Lithuanian producers say they are disadvantaged by UK’s traffic light nutrition labelling

Starting in 2016, nutrition labelling in the European Union member states will have to include information about energy value and the amounts of fat, saturated fatty acids, carbohydrates, sugars, protein and salt. Last year the United Kingdom chose a mixed traffic lights nutrition labelling system which takes into account the amount of fat, sugar and salt, but ignores synthetic substances.

Lithuania and other EU member states have expressed concerns that such labelling is overly simplified and does not objectively reflect nutritional value of a product and the effects of its ingredients on health. Based on the system, products with synthetic ingredients may be regarded as more beneficial to people’s health than those with natural ingredients.

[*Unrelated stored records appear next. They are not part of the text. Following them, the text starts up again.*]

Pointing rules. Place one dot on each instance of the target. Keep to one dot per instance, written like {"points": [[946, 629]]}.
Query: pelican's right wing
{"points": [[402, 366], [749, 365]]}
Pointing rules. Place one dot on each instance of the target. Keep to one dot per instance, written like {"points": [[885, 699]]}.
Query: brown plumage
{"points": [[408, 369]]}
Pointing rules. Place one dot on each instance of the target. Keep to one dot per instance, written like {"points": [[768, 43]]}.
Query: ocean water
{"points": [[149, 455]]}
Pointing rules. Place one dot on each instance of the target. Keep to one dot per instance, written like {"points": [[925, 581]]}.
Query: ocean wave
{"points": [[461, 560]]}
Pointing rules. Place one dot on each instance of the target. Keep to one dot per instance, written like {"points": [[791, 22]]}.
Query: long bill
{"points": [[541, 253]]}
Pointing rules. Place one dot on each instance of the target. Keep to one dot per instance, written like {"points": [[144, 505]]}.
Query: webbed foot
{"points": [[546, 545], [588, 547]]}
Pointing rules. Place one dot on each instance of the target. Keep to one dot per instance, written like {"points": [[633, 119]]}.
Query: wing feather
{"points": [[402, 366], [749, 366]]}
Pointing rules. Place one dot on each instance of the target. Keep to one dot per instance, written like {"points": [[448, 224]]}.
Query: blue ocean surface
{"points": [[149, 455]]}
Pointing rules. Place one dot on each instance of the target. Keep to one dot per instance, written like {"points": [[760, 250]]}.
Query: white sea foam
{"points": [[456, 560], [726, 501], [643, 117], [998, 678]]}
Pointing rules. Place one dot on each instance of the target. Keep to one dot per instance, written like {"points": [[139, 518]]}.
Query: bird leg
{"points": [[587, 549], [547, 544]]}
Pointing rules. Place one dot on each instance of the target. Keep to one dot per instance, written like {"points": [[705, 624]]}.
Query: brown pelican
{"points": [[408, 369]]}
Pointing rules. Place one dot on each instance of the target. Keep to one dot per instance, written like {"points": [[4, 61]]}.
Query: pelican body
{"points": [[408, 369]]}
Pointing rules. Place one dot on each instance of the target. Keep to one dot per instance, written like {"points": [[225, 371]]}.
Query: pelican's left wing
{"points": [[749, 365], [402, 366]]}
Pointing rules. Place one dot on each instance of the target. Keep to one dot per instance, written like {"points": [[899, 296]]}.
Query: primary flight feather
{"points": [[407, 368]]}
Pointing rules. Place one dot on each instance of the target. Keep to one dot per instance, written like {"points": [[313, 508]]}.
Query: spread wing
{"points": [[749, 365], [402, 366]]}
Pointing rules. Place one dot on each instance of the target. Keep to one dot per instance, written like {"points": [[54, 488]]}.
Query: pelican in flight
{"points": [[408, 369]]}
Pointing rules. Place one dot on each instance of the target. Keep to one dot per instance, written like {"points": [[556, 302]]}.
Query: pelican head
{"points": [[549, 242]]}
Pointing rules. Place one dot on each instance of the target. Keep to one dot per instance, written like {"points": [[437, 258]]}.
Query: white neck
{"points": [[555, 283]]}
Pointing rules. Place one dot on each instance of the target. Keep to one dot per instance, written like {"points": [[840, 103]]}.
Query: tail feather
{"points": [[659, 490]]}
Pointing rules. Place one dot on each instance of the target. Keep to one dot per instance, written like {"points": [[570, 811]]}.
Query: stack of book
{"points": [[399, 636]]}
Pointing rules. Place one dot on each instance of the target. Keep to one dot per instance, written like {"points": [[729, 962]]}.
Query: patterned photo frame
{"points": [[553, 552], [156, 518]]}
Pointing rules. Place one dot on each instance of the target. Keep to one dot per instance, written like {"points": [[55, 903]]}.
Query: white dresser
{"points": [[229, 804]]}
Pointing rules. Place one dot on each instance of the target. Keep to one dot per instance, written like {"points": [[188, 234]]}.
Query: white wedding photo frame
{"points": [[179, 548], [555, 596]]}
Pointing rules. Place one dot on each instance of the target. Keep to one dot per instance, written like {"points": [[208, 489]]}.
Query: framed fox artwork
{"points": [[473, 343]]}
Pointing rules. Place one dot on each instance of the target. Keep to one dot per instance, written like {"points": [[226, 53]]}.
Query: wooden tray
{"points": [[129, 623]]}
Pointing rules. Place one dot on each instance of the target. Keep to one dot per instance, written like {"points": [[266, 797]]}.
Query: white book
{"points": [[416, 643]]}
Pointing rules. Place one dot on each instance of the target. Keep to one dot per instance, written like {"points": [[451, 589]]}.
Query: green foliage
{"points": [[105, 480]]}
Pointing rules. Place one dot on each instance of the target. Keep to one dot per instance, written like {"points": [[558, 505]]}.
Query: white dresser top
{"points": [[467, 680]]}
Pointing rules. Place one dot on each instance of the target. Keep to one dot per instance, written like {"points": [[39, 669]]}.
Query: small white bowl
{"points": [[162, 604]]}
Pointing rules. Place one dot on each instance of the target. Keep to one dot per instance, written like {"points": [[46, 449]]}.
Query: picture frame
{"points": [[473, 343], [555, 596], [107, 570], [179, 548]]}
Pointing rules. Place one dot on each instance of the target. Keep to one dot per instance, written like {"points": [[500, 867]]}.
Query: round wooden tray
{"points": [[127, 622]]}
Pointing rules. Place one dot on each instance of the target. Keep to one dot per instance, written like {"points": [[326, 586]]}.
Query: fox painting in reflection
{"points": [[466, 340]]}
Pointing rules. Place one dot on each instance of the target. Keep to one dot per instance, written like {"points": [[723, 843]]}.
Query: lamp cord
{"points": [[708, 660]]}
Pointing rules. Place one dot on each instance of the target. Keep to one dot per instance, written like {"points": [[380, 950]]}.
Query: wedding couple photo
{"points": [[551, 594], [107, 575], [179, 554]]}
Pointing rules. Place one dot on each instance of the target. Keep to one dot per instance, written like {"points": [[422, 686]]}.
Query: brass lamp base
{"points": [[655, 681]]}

“Ironically, our best time-tested goods would be marked in red, deterring consumers from buying them,” said Minister of Agriculture Virginija Baltraitienė.

According to the minister, the traffic lights system discriminates against companies from other EU member states. Goods made in the UK that are marked in red are still well bought due to consumer habits. Meanwhile, entry of similar goods from other countries into the British market is impeded. In this case Lithuania supports an inquiry initiated by the European Commission over discrepancies of the UK’s nutrition labelling system as regards the EU laws.